You mean like the protestors, and all the governors, Mayors and public health officials that made an exception for protesting? Those arrogant people? Because the sight of a hundred thousand people marching shoulder to shoulder chanting and yelling, with the enthusiastic support of the very people who told us that opening a select few businesses was tantamount to mass murder, is pretty hard to take when your business has been shuttered or your life savings eliminated.
again. AFAIK nobody at all “made an exception for protesting” in the sense of pretending that protesting didn’t entail an increased public health risk.
Protesting is exceptional in the sense that a few thousand people marching down a street is very different, in terms of its disease transmission impact, from tens and hundreds of thousands of people in a city going about their ordinary business breathing on each other in close quarters for many hours a day for weeks and months on end. There’s nothing “hypocritical” about regulating the latter even if you’re not cracking down on the former (especially if cracking-down measures would only tend to put more people in closer contact for longer periods).

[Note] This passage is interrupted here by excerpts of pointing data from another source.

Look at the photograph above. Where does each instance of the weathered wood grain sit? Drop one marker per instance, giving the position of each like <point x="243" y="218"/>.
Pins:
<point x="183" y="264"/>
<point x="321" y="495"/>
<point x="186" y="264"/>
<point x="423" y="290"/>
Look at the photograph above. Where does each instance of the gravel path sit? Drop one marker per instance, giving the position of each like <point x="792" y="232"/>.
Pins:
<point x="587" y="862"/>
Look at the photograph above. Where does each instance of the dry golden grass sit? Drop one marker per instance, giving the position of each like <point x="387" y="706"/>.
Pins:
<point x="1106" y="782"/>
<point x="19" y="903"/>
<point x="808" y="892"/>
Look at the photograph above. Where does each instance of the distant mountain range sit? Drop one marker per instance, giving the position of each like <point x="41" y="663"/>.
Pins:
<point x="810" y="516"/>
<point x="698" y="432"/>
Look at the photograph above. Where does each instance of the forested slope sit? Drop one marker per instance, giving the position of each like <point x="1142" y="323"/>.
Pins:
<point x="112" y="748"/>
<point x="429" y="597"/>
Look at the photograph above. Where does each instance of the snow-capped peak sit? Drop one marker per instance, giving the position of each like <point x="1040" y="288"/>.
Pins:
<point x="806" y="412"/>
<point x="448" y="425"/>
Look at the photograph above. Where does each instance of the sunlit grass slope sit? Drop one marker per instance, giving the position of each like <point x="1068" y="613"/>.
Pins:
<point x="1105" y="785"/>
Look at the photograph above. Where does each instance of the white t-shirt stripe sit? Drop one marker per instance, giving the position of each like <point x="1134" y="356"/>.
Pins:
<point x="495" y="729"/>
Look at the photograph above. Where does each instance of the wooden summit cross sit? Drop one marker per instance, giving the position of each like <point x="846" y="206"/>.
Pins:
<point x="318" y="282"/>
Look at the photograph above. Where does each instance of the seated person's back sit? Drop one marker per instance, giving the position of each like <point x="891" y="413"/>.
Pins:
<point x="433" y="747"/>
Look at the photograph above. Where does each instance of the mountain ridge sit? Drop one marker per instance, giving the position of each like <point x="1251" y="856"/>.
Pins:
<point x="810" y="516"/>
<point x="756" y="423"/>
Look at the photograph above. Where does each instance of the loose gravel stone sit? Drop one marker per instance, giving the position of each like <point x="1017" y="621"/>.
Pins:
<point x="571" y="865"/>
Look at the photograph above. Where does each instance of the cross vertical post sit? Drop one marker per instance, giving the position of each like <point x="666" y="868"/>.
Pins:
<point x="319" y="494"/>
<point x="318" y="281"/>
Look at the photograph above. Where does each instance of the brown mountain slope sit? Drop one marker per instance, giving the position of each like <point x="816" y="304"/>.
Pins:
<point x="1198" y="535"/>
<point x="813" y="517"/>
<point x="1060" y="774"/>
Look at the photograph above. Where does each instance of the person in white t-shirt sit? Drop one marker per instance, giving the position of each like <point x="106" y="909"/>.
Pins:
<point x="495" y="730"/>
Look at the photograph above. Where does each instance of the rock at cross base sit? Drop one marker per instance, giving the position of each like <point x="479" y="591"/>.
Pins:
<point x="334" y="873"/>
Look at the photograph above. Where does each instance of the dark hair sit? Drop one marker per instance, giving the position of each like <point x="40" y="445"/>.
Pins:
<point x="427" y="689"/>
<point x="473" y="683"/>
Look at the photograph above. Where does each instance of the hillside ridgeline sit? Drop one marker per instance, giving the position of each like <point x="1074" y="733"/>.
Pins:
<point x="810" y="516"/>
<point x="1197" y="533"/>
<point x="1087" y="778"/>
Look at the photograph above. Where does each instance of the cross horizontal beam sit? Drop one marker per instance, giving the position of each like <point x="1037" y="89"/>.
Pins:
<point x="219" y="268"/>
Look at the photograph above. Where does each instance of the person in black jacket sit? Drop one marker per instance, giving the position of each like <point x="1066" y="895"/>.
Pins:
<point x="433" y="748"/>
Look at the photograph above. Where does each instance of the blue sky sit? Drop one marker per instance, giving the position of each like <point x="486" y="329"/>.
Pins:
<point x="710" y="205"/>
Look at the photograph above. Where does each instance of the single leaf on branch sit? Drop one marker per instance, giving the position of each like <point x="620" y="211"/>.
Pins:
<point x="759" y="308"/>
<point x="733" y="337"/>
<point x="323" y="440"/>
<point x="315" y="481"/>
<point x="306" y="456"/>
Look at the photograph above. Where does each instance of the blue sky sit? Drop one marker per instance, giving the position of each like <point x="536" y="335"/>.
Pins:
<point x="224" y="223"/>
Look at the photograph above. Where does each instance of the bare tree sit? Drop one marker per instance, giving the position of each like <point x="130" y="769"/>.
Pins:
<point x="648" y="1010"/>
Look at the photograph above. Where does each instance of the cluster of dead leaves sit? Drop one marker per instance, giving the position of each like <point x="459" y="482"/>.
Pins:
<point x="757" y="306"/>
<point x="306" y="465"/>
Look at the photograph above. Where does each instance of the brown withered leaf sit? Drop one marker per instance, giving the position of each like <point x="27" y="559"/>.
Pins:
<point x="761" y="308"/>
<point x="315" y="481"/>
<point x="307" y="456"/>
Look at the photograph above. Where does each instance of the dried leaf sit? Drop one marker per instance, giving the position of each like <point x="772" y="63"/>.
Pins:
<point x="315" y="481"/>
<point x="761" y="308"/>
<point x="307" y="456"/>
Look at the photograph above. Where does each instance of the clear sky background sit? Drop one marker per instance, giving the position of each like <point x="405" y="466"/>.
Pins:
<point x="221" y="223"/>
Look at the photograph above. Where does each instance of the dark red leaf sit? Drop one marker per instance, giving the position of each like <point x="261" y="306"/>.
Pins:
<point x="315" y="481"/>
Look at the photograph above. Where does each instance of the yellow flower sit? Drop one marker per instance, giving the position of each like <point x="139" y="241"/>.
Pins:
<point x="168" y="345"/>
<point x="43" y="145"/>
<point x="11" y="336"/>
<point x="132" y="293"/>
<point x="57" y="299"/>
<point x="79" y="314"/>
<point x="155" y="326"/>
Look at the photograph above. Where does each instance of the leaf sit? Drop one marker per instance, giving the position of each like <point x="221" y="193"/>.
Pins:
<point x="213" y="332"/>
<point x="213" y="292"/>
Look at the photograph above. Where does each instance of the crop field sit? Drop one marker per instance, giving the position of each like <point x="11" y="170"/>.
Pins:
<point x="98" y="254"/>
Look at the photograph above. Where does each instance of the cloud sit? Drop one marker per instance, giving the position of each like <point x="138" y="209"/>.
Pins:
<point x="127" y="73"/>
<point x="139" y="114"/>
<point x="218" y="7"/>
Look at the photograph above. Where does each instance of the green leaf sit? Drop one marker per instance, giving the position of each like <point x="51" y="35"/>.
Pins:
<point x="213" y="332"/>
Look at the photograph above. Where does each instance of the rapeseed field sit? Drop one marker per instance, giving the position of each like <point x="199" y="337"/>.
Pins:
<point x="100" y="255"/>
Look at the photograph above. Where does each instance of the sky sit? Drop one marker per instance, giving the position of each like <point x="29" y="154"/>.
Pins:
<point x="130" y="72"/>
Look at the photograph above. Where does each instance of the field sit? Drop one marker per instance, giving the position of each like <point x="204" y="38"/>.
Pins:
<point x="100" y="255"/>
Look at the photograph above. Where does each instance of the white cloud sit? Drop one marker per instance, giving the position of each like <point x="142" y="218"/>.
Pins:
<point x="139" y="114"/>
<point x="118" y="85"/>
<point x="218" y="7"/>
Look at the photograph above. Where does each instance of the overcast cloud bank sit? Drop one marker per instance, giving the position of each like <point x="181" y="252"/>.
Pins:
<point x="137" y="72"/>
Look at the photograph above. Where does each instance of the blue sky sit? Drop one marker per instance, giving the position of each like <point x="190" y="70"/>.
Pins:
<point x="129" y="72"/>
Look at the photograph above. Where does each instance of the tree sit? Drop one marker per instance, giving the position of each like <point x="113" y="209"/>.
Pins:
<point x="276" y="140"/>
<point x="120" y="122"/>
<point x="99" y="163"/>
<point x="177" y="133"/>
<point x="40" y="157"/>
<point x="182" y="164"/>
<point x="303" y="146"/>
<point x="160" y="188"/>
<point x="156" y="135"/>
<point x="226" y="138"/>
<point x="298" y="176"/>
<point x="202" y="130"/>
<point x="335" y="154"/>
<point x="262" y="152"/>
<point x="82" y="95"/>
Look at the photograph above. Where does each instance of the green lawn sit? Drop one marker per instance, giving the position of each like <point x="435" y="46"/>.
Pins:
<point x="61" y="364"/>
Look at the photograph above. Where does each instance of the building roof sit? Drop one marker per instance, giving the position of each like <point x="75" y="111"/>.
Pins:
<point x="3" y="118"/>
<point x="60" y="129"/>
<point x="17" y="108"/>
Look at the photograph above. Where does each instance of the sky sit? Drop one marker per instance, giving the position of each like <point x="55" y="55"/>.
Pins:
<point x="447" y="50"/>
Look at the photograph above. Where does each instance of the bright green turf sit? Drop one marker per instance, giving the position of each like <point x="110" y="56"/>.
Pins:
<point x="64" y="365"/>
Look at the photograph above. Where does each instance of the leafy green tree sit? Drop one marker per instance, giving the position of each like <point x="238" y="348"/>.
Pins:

Just because spontaneous mass protests due to widespread public outrage can’t be effectively managed via legally mandated shutdowns and phased reopenings in large-scale public-health protection plans doesn’t mean that the large-scale plans don’t have value, or are somehow discredited due to “hypocrisy”. The attitude that nobody will or should trust public health officials any more on that account is kind of like refusing to take your insulin treatments because you stubbed your toe on a chair in your doctor’s office.